Flash Fic Challenge – Kill It In The Morning
Latest flash fiction challenge involved pulling up a random song title and writing a story with that title. I shuffled my iPod and used the first song that came up. It was this one. A story of post-apocalyptic revenge.
Kill It In The Morning
It was almost impossible to tell which was worse: the noise or the smell.
In reality, it was a false choice, because long enough exposure kind of deadened you to both, But Amira found them both excruciating. The smell seemed to get everywhere, it just parked in your nose and refused to go away, and there was no air freshener in the world strong enough to cover it. Not even the scent of freshly made coffee.
Right now the noise was mainly coming from the basement, as Edgar pounded on the door, occasionally yelling. She ignored him as she loaded his hunting rifle.
She wondered, not for the first time, how the nerds felt about getting it half right. There wasn’t a zombie apocalypse, but it was close. A variation of the bird flu killed off huge swaths of people, while most of the survivors were turned into raving lunatics, like they were all on bath salts. Those survivors were dangerous and known to run around killing people until they were killed in turn. Since it was legal to take out the ravers (and that’s what they were called, although Amira had no idea why), people had a tendency to leave them where they fell, hence the near constant miasma of decay. The body collectors – a lucrative job – never came out often enough.
This entire block used to be full of people. She used to feel claustrophobic, hemmed in, but when the first wave of the disease washed through the city, it took out about sixty percent of the street. She had hoped the illness would act like karma, and take out her abusive asshole of a step-father, but, as life had an apparently ironic sense of humor, he came out unscathed. So did she, as a matter of fact. But her mother got taken in the second wave, and so did her brother. But Edgar came out fine, and so did she.
Power was sporadic. Sometimes it worked and sometimes it didn’t. She watched the lamp on the nightstand flicker, looking like it was sending out Morse code. Maybe it was time to pick up random, archaic shit like that. Now or never, right? It might be important in the new, crippled world.
Once Amira was done loading the rifle, she slung it over her shoulder and headed back down to the living room. There was a cover on the couch which caught the remains of the stew she had made, and dosed with liberal amounts of painkillers she had left from her last trip to the dentist. (Probably last in every sense of the word now.) She stripped it off and folded it up, glad the days of plastic on the furniture was over. Amira had always hated it.

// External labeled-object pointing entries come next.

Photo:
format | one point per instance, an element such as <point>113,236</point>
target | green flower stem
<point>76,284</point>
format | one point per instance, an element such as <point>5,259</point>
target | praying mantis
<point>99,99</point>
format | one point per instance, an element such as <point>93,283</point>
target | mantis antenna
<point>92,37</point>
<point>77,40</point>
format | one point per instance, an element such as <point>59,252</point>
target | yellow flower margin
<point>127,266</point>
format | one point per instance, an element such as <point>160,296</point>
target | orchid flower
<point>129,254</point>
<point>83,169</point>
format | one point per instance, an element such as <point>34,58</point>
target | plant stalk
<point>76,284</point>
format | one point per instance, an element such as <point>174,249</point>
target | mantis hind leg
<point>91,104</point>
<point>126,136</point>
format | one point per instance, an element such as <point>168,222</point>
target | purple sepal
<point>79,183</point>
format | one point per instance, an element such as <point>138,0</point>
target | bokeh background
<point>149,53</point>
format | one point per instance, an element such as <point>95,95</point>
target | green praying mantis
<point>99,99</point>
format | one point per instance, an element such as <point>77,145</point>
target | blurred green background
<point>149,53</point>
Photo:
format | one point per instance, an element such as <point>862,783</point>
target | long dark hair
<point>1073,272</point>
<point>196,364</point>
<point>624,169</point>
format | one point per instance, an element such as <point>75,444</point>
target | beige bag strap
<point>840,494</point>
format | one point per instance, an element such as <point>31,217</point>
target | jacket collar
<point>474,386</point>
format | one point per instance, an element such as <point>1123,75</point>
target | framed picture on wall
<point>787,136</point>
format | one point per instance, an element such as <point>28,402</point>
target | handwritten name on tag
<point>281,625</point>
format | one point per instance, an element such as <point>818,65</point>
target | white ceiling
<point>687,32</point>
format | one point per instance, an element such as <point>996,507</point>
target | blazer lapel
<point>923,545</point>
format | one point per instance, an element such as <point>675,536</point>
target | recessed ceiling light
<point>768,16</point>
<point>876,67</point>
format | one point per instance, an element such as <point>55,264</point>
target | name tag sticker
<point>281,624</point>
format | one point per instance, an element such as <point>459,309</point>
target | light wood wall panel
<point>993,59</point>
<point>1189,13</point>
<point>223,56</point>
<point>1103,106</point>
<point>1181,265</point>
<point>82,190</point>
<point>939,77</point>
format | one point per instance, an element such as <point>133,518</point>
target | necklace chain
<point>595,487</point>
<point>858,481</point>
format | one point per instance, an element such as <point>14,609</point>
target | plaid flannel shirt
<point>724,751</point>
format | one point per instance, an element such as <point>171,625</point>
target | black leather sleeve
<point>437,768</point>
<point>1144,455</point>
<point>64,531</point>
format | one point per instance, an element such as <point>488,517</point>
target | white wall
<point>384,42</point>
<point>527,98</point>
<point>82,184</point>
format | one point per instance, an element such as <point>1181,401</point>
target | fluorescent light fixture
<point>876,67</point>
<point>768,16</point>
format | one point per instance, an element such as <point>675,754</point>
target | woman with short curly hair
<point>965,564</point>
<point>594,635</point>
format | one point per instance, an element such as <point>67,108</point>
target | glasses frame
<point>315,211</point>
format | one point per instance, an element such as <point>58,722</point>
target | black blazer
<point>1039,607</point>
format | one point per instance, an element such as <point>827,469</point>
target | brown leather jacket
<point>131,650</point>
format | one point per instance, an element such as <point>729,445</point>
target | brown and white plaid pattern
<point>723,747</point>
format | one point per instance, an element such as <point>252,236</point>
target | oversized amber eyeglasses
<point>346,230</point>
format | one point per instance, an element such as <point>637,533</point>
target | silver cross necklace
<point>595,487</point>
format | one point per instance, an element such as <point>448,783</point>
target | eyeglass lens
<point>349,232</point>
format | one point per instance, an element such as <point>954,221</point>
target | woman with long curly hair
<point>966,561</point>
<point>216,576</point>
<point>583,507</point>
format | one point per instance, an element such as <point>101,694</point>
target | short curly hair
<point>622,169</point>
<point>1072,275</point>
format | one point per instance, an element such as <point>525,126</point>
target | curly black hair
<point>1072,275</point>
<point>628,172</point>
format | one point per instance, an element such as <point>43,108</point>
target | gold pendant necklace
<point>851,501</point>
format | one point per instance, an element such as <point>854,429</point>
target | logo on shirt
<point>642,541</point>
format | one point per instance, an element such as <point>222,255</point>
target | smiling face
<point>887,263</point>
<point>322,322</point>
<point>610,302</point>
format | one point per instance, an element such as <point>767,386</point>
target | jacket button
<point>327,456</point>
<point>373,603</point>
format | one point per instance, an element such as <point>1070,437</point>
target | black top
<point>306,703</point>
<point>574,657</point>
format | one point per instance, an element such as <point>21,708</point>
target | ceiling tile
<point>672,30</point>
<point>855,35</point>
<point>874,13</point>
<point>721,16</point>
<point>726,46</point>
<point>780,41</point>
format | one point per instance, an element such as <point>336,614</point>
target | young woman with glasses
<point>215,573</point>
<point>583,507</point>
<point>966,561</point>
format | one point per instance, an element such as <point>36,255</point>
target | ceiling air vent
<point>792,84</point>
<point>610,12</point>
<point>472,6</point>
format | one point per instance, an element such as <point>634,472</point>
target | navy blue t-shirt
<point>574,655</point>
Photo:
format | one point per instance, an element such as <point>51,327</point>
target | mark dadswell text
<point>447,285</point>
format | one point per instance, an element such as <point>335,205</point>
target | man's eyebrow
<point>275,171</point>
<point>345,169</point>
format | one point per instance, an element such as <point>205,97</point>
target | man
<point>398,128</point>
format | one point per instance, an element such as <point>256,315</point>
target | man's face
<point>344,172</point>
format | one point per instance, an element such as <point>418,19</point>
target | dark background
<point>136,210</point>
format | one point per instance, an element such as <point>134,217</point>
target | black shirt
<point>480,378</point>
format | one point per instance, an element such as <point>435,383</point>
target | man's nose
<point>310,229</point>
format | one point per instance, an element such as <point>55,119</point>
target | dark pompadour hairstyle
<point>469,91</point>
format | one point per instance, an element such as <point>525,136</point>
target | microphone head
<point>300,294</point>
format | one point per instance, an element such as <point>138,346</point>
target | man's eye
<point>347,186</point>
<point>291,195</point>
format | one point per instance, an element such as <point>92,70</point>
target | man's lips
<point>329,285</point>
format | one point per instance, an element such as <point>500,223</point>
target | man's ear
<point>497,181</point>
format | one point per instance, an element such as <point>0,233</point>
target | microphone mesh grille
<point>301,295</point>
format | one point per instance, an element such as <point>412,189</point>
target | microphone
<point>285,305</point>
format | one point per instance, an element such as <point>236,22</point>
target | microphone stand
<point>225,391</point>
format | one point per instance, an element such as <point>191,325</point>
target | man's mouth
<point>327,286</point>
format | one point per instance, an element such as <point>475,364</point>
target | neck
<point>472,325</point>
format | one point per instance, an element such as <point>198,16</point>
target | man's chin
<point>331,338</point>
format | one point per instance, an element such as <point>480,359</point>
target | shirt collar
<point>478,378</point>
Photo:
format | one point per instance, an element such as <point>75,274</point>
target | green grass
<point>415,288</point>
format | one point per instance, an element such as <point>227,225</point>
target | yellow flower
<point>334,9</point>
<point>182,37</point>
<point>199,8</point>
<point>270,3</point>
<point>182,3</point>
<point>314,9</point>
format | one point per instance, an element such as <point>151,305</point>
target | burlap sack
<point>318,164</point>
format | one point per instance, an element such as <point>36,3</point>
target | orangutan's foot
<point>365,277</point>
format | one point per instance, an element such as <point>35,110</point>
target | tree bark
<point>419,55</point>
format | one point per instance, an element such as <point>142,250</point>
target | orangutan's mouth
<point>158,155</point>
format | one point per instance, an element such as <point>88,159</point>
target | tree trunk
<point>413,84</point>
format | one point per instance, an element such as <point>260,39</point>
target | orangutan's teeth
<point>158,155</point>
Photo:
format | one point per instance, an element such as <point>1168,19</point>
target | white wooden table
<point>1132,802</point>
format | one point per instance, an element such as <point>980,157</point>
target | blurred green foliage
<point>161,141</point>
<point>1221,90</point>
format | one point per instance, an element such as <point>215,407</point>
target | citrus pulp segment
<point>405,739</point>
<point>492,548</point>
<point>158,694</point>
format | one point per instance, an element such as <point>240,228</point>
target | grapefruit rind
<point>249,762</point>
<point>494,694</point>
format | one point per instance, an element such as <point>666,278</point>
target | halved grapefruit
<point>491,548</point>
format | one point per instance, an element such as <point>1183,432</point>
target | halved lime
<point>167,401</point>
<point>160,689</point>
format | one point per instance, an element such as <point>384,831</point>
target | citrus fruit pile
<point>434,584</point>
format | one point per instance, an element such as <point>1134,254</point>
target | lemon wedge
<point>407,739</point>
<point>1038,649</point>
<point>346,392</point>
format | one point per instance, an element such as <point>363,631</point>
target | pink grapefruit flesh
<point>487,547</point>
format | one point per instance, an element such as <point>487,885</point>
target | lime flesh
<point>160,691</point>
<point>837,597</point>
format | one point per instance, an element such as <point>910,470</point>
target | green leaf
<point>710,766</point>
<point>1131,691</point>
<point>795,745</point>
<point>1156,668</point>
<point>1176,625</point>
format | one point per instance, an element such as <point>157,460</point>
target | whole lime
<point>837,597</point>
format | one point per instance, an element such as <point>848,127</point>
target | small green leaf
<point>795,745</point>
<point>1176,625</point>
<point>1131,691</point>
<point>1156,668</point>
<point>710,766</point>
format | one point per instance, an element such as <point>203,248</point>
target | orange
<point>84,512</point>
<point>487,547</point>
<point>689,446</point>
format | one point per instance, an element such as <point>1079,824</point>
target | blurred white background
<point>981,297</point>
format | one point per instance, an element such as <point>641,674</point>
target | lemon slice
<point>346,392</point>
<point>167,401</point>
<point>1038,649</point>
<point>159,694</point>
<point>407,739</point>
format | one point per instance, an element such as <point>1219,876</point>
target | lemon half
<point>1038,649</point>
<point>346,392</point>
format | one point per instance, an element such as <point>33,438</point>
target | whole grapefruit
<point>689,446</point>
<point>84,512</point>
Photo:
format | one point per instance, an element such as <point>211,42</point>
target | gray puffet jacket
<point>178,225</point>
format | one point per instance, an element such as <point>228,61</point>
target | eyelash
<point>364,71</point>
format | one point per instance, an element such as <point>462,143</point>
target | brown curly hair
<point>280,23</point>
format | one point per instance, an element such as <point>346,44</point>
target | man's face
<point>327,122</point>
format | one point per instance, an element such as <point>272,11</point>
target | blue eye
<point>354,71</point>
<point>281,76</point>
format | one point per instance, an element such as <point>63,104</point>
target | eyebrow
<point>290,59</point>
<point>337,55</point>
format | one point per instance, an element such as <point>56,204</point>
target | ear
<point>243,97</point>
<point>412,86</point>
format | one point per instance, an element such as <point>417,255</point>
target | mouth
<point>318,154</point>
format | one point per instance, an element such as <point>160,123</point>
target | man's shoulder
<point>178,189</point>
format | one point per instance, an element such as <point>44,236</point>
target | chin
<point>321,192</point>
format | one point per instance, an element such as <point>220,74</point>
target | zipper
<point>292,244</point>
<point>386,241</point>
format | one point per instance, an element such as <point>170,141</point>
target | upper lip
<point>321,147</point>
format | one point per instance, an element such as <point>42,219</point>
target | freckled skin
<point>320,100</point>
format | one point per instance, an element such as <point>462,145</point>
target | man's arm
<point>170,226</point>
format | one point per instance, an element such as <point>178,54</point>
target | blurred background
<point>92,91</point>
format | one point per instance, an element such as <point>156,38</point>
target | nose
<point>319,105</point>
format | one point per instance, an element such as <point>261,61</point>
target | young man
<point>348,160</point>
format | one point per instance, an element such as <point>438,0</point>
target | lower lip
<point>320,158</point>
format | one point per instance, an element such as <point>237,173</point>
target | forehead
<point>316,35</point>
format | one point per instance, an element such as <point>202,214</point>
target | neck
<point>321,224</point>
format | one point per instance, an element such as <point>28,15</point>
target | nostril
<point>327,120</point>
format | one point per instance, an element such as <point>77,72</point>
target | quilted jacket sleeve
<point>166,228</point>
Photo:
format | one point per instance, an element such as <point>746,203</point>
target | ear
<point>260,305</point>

Edgar continued to bellow and pound on the door, which made her wonder why Mabel was taking her time. Mabel was the sweet old lady down the street who had survived the first two waves of the virus, but not this latest one. Her age and frail state meant she was a raver of limited threat, which really wasn’t saying much, since all ravers seemed to take on superhuman strength in spite of their builds. Amira had lured her into the basement earlier, before Edgar returned from a “foraging” session (which meant he was out raiding neighbor’s now empty houses for booze). Mabel had been quiet in the basement, like she figured, because darkness could confuse the ravers, who seemed to become disoriented when deprived of sensory input. But noise helped them focus. It was why the county used air raid sirens, in a vain attempt to lure the ravers to kill zones.
Amina knew when she heard Edgar’s latest curse dissolve into a startled shriek that he finally understood he wasn’t alone in the basement. Mabel must have been close to him too, because while there was another scream and a couple of heavy thuds, Edgar finally stopped pounding on the door.
Amina took a seat in the kitchen, where she left her can of warm, flat soda. Outside the sky was slowly lightening, turning a leaden gray. She’d religiously marked the calendar beside the stove, and knew it was the day the body collectors would sweep the block.
Although it was a pain in the ass to drag Edgar’s sleeping body to the basement, Amina was willing to put up with the hardship of dragging them outside to the curb. Mabel couldn’t have weighed much at all, and once she ate a few pieces of Edgar, Amira figured he’d be a little lighter. Considering all he’d done over the years, this was probably a better death than he deserved.
For the first time since this whole thing began, Amina was looking forward to having the place all to herself. If it really was the end of the world, at least she could have some peace before it all went to hell.